The PHYH gene provides instructions for making an enzyme called phytanoyl-CoA hydroxylase. This enzyme is critical for the normal function of cell structures called peroxisomes. These sac-like compartments contain enzymes needed to break down many different substances, including fatty acids and certain toxic compounds.
One substance that is broken down in peroxisomes is phytanic acid, a type of fatty acid obtained from the diet (particularly from beef and dairy products).

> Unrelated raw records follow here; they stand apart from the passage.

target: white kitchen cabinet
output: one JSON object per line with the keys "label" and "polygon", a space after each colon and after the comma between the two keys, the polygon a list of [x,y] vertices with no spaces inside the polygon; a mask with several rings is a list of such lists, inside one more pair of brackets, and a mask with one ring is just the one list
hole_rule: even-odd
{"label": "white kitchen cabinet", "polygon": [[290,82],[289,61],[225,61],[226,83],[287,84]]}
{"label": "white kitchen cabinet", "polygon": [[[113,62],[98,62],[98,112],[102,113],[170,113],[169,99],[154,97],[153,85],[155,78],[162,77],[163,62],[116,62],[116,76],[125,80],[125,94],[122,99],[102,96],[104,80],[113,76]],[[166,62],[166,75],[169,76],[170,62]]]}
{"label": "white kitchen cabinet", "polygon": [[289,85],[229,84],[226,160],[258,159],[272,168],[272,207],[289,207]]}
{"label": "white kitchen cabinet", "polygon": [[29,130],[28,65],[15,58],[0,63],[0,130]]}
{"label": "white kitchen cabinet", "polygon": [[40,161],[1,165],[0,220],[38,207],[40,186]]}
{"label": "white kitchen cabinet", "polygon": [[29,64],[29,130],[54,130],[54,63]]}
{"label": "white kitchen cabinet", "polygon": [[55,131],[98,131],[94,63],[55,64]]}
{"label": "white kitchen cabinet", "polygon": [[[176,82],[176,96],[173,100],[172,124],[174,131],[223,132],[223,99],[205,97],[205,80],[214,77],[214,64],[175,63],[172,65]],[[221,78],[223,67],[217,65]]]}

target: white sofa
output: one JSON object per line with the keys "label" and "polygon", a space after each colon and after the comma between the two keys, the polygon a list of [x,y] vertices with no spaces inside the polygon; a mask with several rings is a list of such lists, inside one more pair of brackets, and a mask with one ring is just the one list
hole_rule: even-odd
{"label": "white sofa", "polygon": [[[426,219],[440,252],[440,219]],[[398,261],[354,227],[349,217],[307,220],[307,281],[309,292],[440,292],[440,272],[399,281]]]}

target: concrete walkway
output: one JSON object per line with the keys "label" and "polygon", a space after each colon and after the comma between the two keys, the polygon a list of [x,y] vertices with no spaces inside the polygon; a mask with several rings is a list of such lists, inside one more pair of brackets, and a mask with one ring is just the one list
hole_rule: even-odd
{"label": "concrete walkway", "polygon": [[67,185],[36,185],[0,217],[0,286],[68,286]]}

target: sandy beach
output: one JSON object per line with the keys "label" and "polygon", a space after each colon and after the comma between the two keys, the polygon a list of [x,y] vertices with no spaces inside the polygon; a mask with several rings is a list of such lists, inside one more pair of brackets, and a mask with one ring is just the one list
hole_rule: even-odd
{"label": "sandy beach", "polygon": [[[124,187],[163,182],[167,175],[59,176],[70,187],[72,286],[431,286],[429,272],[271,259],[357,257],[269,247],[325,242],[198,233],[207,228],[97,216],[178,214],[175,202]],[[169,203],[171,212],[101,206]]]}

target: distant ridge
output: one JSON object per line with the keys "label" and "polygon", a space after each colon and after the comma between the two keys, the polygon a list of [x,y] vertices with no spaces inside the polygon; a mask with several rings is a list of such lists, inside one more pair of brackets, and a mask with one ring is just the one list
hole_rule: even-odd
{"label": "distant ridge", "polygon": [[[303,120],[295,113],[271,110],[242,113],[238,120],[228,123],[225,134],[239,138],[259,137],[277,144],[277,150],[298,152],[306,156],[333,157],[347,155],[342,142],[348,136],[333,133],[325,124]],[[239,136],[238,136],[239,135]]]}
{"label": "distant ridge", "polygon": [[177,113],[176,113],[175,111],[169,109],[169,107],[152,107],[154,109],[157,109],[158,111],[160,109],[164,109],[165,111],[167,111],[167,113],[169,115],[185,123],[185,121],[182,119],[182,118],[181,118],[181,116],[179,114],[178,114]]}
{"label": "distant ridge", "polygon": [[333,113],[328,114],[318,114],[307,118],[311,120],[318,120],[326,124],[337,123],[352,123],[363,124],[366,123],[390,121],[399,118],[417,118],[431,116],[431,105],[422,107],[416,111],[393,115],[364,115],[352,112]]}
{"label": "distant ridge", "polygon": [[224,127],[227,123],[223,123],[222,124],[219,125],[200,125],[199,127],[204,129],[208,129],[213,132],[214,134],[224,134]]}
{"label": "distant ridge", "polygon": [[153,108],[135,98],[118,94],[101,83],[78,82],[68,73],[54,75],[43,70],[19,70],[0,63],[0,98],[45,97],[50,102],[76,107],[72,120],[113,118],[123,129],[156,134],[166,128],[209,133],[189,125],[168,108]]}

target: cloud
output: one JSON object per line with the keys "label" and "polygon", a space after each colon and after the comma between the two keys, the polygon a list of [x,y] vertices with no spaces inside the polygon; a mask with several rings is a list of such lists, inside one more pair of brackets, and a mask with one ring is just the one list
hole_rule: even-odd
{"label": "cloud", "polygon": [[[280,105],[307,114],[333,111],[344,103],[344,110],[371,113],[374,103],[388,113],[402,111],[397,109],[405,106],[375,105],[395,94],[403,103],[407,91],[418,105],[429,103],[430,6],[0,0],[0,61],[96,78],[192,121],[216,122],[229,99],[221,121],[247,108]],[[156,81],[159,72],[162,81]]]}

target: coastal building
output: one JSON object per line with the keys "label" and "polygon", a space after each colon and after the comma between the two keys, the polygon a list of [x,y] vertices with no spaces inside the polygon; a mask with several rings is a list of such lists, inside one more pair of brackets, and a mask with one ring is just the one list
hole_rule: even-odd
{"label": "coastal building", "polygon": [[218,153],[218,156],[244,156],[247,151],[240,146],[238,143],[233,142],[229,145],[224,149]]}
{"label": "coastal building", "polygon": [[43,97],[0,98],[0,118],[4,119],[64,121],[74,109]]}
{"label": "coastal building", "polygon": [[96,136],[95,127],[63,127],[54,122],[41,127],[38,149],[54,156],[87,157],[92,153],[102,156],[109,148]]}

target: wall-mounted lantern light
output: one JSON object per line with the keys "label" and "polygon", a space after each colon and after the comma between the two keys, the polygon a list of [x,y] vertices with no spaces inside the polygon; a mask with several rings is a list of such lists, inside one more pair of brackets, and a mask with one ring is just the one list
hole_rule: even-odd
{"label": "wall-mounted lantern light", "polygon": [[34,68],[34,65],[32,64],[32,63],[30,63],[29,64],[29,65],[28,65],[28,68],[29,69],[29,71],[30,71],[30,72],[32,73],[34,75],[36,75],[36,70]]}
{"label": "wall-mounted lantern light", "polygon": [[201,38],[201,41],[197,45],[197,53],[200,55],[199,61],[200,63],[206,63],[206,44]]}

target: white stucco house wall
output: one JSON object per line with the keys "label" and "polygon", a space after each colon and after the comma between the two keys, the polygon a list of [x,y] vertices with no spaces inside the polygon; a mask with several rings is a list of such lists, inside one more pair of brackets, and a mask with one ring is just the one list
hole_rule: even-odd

Phytanoyl-CoA hydroxylase is responsible for one of the first steps in breaking down phytanic acid as part of a process known as alpha-oxidation. In subsequent steps, additional enzymes in peroxisomes and other parts of the cell further process this compound into smaller molecules that the body can use for energy.
Researchers suspect that phytanoyl-CoA hydroxylase may have other functions in addition to its role in breaking down phytanic acid. For example, this enzyme appears to help determine the number of peroxisomes within cells and is involved in regulating their activity.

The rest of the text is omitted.